Decisions #1–#4 are settled above, and the resolution mechanism is settled as the query-provider Schema interface (one checker, build-time backend over ASTs, runtime backend over the event-log projection — the rustc/Go model). What remains genuinely open:

  1. The exact Schema operation set. The minimal trait surface (it must cover name→declaration resolution, field/param types, subsumption edges, enum variants, world-assumption, and refinement metadata) and how much it reuses the indexes Module already builds (concept_ids, relation_signatures, etc.) vs. adds. Identity/fingerprint is not open — the artifact already carries it (composition signature + section hashes); the backend keys on that. Lazy per-name materialization (the Idris .ttc pattern) is a future optimization, not needed for v1 since Module already eagerly indexes the (small) schema.
  2. The performance / prepared-body design (decision #3). The load-bearing open thread: compile-caching of recurring ad-hoc bodies (keyed by body hash + composition signature — the content-hash machinery already exists), whether a public prepared-IR fast-path is the correct surface, and how Salsa incrementality is reused at runtime. The IR-submission question is answered here, not in isolation.

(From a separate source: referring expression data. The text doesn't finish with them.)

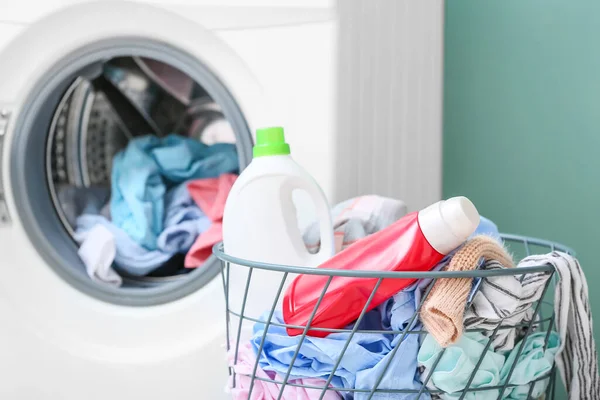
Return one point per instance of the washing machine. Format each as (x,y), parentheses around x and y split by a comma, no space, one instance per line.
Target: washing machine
(259,62)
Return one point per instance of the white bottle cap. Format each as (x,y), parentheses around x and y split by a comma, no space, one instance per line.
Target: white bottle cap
(448,223)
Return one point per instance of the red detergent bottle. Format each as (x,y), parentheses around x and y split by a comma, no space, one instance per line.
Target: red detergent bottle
(416,242)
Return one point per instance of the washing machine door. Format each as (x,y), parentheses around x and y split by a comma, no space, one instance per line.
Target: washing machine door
(64,337)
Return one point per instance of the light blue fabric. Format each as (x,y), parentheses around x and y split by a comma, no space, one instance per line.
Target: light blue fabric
(457,363)
(142,173)
(533,363)
(366,356)
(487,227)
(183,222)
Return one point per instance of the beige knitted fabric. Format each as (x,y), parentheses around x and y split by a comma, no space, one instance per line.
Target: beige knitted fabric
(443,310)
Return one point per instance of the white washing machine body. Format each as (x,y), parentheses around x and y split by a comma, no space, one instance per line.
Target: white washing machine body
(276,61)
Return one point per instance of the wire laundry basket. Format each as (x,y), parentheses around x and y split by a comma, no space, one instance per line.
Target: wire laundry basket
(541,321)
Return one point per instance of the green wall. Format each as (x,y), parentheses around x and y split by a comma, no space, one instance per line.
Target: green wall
(522,119)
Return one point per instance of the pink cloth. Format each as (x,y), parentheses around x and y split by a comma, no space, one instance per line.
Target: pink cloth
(268,390)
(210,195)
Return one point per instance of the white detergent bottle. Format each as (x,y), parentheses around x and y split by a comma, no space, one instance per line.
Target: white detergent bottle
(260,224)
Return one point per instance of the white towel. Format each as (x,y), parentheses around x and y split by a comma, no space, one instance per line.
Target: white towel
(577,357)
(98,252)
(505,300)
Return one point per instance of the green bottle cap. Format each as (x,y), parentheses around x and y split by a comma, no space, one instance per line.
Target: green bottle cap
(270,142)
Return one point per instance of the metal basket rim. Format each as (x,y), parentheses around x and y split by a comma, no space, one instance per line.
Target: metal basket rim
(221,255)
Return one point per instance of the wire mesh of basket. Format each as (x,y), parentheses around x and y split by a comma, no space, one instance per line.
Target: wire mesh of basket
(542,321)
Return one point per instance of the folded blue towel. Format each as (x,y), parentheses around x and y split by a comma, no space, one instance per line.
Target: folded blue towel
(142,173)
(183,222)
(365,358)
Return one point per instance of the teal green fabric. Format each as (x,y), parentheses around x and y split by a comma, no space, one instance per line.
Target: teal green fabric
(533,363)
(454,369)
(458,361)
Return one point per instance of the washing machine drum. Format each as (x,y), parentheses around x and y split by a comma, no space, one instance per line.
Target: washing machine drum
(92,117)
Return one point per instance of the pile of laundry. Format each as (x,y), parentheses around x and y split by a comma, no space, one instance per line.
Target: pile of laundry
(165,202)
(436,337)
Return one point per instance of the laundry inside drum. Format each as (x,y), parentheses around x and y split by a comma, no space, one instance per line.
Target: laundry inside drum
(139,159)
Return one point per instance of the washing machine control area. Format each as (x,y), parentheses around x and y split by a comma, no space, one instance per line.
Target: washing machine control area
(4,119)
(68,113)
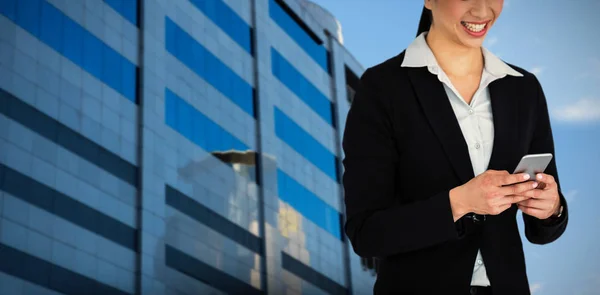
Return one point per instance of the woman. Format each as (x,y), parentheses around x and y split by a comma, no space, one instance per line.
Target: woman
(429,142)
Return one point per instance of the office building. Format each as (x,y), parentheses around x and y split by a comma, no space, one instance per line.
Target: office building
(174,147)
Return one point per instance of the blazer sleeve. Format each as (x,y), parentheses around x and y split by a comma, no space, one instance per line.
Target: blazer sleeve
(377,225)
(545,231)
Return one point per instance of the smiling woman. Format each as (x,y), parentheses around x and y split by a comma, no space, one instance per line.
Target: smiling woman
(429,141)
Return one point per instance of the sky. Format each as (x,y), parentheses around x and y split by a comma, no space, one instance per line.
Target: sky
(558,42)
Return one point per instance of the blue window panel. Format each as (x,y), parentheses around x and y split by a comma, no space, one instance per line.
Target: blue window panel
(130,11)
(52,30)
(207,66)
(299,85)
(226,19)
(308,204)
(111,68)
(65,36)
(8,8)
(316,51)
(28,15)
(128,82)
(93,55)
(171,32)
(126,8)
(73,41)
(195,126)
(303,143)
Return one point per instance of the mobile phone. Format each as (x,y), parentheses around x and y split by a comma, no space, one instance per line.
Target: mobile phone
(533,164)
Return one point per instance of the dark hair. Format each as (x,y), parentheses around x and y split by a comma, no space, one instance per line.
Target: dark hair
(425,22)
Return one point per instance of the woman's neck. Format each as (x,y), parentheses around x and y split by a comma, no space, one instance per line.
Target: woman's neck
(456,60)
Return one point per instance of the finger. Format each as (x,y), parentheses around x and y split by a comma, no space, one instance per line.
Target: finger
(547,179)
(513,178)
(517,189)
(537,204)
(532,211)
(512,199)
(498,209)
(535,194)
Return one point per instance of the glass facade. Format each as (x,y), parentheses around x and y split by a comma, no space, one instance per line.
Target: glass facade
(173,147)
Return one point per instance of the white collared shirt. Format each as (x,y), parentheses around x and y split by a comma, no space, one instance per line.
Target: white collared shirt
(475,119)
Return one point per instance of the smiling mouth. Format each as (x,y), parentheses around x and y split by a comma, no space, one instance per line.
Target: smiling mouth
(473,27)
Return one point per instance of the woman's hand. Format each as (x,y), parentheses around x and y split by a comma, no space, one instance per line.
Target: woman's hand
(491,192)
(542,202)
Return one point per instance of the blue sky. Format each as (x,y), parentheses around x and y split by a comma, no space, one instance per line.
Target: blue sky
(558,41)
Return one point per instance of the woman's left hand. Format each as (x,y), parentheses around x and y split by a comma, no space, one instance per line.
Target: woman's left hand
(544,201)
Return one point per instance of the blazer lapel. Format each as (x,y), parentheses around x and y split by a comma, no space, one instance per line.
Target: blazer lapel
(438,110)
(505,109)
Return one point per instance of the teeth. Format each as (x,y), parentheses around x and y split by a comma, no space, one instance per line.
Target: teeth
(474,27)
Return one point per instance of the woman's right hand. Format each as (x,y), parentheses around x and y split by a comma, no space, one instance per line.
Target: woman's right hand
(490,193)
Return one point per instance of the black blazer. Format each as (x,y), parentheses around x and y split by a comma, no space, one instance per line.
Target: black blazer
(404,151)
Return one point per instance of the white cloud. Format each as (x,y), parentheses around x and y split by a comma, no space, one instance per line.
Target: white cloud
(570,196)
(537,70)
(489,42)
(583,110)
(534,288)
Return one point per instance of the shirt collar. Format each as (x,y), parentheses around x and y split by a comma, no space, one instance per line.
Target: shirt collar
(418,54)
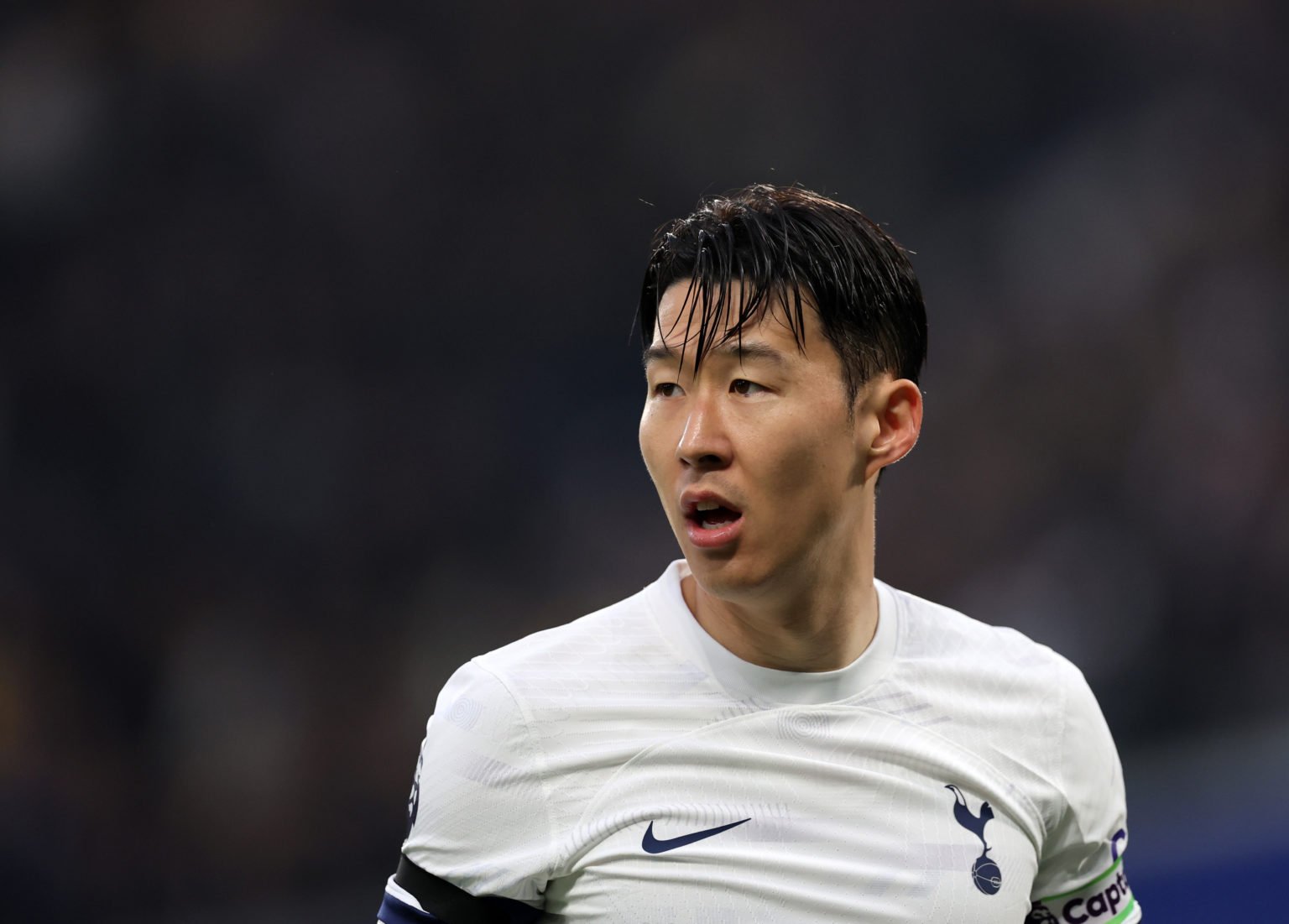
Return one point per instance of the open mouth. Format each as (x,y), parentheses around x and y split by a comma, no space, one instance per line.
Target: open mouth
(712,515)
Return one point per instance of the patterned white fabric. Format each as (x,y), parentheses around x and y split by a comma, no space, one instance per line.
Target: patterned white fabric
(550,765)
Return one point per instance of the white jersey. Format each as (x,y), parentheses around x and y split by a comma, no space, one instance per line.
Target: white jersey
(627,767)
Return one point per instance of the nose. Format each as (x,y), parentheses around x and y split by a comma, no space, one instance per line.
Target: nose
(704,442)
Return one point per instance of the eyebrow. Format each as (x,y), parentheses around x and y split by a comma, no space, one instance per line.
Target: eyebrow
(748,349)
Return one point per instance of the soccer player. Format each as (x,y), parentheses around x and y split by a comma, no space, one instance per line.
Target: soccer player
(767,732)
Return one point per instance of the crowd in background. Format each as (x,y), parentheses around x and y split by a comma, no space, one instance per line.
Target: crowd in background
(317,375)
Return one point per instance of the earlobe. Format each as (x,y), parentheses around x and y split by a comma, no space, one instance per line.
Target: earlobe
(894,411)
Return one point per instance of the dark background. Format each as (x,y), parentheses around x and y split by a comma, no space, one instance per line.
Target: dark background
(317,378)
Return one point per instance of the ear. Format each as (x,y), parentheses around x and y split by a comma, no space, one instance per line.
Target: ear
(891,410)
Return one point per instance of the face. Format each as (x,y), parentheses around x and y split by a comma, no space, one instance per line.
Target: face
(757,459)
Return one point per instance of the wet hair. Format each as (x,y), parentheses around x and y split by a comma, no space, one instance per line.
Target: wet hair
(788,249)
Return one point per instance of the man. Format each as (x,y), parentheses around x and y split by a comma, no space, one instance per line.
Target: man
(767,732)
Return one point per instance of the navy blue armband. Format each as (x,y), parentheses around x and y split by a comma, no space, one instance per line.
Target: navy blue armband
(447,904)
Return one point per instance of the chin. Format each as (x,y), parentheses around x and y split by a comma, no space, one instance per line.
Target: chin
(728,577)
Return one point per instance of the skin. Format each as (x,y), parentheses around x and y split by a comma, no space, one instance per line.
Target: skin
(772,432)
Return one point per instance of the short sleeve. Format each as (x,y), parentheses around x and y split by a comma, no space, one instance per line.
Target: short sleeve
(478,813)
(1082,865)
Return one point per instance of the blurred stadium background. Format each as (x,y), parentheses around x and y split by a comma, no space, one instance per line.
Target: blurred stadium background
(317,378)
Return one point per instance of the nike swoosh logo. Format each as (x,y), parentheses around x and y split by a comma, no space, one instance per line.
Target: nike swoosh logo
(652,844)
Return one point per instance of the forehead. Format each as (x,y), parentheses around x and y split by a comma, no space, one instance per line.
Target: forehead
(694,319)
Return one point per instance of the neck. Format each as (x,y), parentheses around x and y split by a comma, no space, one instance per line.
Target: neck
(822,619)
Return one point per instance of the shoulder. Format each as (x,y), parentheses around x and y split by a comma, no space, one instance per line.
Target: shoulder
(1003,692)
(942,638)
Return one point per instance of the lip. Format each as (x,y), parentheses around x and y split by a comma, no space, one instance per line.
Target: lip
(709,539)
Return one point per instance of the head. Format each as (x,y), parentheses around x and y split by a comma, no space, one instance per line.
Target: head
(784,337)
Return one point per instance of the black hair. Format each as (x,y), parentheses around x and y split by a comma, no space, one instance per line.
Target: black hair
(788,247)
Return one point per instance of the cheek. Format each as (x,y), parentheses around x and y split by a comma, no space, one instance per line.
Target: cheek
(651,440)
(807,467)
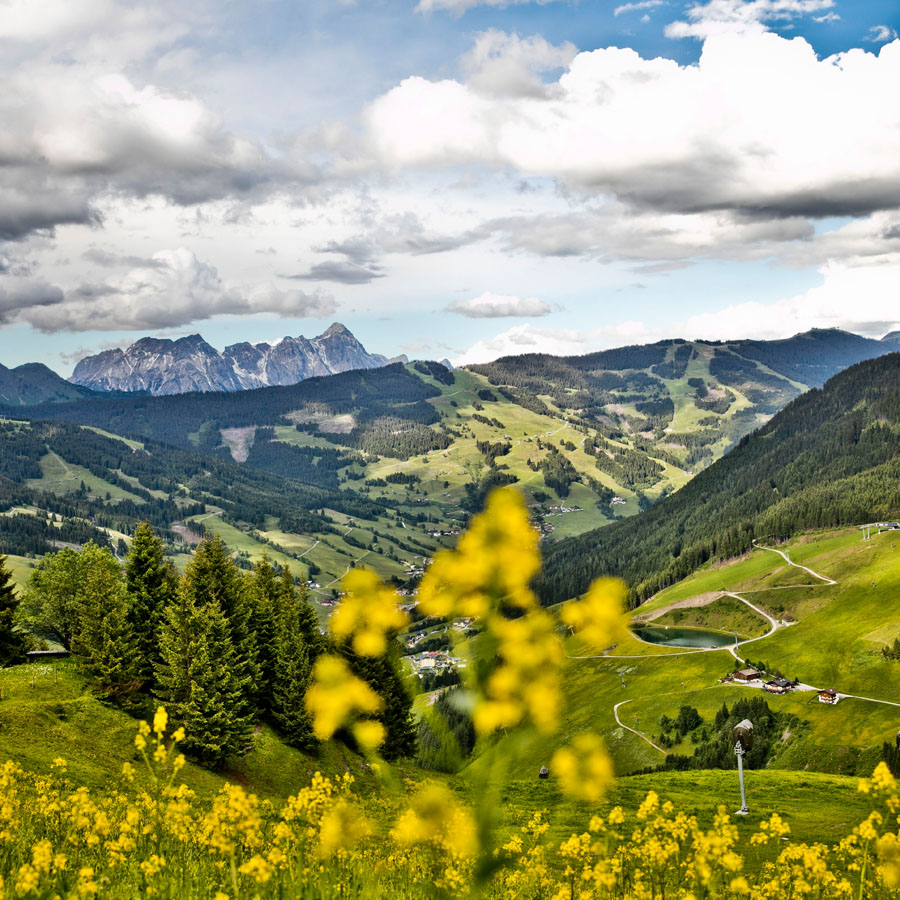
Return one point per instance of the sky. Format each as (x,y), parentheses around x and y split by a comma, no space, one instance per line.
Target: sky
(448,178)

  3. Materialization model. Ad-hoc reads today inherit the full in-memory materialize_predicates build (oxc-reasoning; SemiNaiveExecutor). The intended replacement — a content-addressed, generation-invalidated projection cache (the read-model section is already reserved in .oxbin and invalidation exists in oxc-storage-pg get_projection_cache, but it is not populated; the DBSP/IVM executor is drop-in-ready but gated) — is a real forward arc. The ad-hoc path should target that Engine/projection-cache seam rather than entrench the full-scan, and this overlaps the external/foreign-relation (“market oracle”) thread.
  4. Standpoint / fork / bitemporal scoping. Ad-hoc bodies need the same as_of / standpoint / fork context as declared dispatch; query_body_dispatch currently refuses across-standpoint parameterized bodies (oxc-runtime/src/lib.rs:6787). The ad-hoc path must reach full parity here, so that refusal is a gap to close, not a boundary.